Two new Marie Skłodowska-Curie Fellowships at the MPSD

Two postdoctoral researchers at the Max Planck Institute for the Structure and Dynamics of Matter (MPSD) have been awarded Marie Skłodowska-Curie Actions (MSCA) Postdoctoral Fellowships. Dasom Kim, in the Quantum Condensed Matter Dynamics group led by Andrea Cavalleri, and Na Wu, in the Theory Department led by Angel Rubio, will use the fellowships to explore how engineered electromagnetic cavities can be used to control quantum materials — one from the experimental side, the other from theory. Together, their projects illustrate the breadth of MPSD’s work on light–matter interactions and the coherent control of condensed matter.

Both fellowships address a central question of contemporary quantum materials research: can the electromagnetic environment itself be used as a knob to reshape the properties of solids? Rather than merely probing matter with light, the researchers aim to place materials inside tailored cavities in which photons, lattice vibrations and spins couple so strongly that new collective behaviour emerges. By combining Dasom Kim’s terahertz cavity experiments with Na Wu’s cavity quantum electrodynamics framework, MPSD is extending a shared research line from first-principles theory to laboratory demonstration.

Dasom Kim — Cavity magnetism in two-dimensional antiferromagnets

Dasom Kim is an experimental physicist working on ultrastrong light–matter interactions in quantum materials. Originally from South Korea, he received his B.S. and M.S. in Physics from Seoul National University, working with the late Dai-Sik Kim, and completed his PhD in Applied Physics at Rice University in 2025 under Junichiro Kono. Since then, he has been a postdoctoral researcher in the Cavalleri group at MPSD. His previous work has shown how confined electromagnetic fields inside terahertz cavities can drive electronic systems into regimes where light and matter become inseparable and new collective states appear.

In his MSCA project, Kim will extend this approach to magnetism. He is developing a new class of terahertz cavities designed to enhance the magnetic component of the light field, enabling ultrastrong coupling to spin excitations in two-dimensional antiferromagnets. Combined with ultrafast terahertz pulses, the method is expected to allow direct, low-dissipation control of spin dynamics on their natural timescales. “I chose MPSD for its advanced terahertz facilities, state-of-the-art laser systems and strong expertise in the ultrafast control of quantum materials — all essential for realising this project,” he says. Beyond the science, he notes that Hamburg’s international environment and its green, family-friendly character also made the move an easy decision.

Na Wu — A Predictive Theory of Driven Cavity Phononics

Na Wu joined MPSD in November 2024, shortly after completing her PhD at the Institute of Physics, Chinese Academy of Sciences. Within the Theory Department led by Angel Rubio, she is expanding her expertise across ultrafast spectroscopy, many-body theory, and cavity quantum electrodynamics. During her doctoral research, she developed theoretical models and first-principles calculation tools to elucidate the role of phonons in ultrafast magnetization dynamics and nonlinear phononics, work that now provides the conceptual foundation for her current project.

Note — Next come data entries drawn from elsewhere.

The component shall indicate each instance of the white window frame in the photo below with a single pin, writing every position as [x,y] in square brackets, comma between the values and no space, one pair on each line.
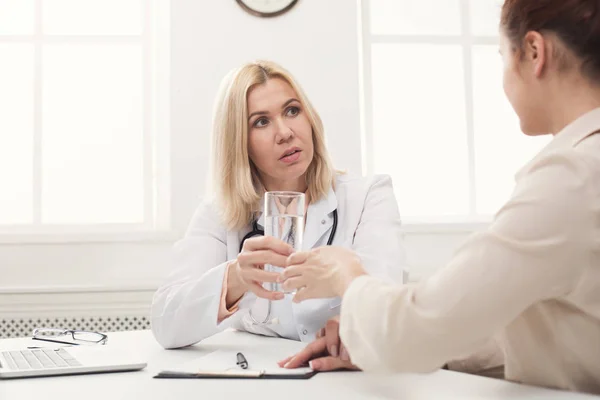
[466,39]
[156,130]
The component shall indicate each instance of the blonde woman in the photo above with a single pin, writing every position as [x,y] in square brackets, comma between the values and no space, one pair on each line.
[268,137]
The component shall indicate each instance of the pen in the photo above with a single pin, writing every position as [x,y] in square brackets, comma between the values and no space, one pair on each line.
[241,361]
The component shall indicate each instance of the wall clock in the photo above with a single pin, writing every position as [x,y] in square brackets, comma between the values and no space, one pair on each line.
[267,8]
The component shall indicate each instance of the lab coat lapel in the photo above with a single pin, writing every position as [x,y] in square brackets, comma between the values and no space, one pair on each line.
[319,220]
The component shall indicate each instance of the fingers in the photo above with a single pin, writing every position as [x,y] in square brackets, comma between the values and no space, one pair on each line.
[284,361]
[263,293]
[261,257]
[291,272]
[313,350]
[268,243]
[332,337]
[258,275]
[298,258]
[330,364]
[294,283]
[344,355]
[305,293]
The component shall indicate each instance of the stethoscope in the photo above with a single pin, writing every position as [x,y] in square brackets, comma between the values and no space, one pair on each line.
[260,232]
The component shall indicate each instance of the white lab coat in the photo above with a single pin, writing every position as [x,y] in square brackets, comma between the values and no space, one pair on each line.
[185,308]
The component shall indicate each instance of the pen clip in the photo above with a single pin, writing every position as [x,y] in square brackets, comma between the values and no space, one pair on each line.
[241,361]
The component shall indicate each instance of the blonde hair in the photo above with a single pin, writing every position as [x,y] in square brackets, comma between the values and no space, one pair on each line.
[235,180]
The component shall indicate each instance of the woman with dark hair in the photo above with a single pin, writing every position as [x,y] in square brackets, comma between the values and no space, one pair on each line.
[532,280]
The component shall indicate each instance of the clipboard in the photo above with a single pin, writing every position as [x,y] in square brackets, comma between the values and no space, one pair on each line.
[222,365]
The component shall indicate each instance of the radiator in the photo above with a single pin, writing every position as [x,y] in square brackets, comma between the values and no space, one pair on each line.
[23,327]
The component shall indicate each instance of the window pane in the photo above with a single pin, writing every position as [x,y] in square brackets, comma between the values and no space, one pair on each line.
[485,17]
[410,17]
[92,134]
[92,17]
[17,17]
[500,147]
[16,133]
[419,127]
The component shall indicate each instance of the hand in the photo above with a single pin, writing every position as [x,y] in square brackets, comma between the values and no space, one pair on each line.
[247,272]
[322,272]
[327,353]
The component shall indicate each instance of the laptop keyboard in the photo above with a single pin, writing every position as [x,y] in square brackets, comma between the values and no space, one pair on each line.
[39,359]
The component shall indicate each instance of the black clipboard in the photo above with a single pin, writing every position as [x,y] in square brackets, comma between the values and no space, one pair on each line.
[236,374]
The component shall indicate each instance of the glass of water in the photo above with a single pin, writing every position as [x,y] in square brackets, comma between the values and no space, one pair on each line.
[284,219]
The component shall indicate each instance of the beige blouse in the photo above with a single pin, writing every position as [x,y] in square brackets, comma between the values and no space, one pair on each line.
[532,279]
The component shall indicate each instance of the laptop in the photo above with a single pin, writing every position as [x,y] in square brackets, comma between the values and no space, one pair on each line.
[48,361]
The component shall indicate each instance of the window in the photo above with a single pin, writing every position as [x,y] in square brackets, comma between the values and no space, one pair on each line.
[436,118]
[82,116]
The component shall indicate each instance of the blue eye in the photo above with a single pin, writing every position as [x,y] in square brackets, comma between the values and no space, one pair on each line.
[292,111]
[261,122]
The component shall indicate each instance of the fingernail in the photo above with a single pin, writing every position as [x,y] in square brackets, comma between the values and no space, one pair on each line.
[345,356]
[333,350]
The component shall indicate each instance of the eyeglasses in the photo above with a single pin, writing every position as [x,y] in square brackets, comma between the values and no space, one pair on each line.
[63,335]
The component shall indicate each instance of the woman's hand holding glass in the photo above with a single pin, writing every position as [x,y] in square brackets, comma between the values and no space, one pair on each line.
[326,353]
[247,272]
[321,273]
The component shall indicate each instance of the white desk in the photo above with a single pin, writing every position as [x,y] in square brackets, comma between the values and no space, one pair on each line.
[337,385]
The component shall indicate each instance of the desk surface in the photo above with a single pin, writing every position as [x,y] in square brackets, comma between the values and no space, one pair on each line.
[337,385]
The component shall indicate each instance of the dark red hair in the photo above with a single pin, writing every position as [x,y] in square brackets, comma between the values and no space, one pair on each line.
[575,22]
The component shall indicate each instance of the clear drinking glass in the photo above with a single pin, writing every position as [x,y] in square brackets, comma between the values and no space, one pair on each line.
[284,219]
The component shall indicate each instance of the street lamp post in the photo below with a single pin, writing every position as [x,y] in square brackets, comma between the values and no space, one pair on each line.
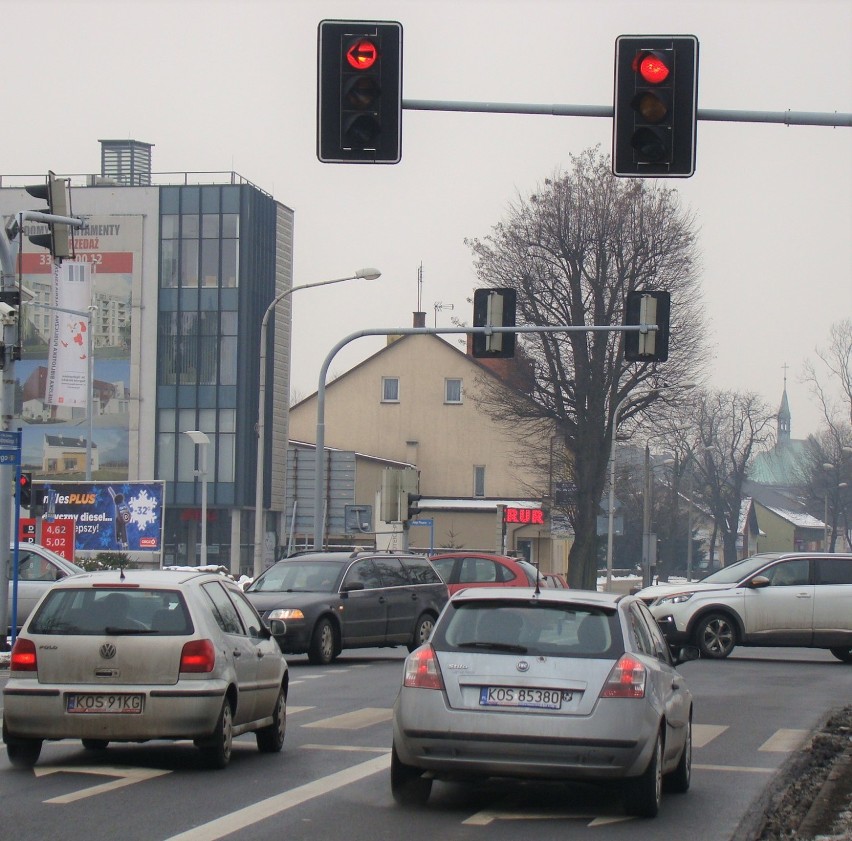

Her MSCA fellowship, “Driven Cavity-Controlled Phonons for Quantum Materials Manipulation”, aims to establish a predictive theoretical framework for controlling lattice vibrations in quantum materials using driven optical and terahertz cavities. In contrast to conventional high-intensity free-space excitation, which often induces undesired heating effects and shortens phonon lifetimes, driven cavities enable precise engineering of the electromagnetic environment. This allows for the selective amplification of targeted phonon modes and facilitates angular-momentum transfer among photons, lattice vibrations, electrons, and spins. Building on the Theory Department’s recently developed energy-resolved input–output formalism, Wu will extend this framework to a momentum-resolved formulation capable of producing spectroscopic fingerprints directly comparable with experimental observations. “It is a great honour to receive this fellowship,” she says. “I look forward to advancing theoretical frameworks that bridge fundamental physics and experimentally accessible observables, as well as to the collaborations and discoveries this journey will bring.”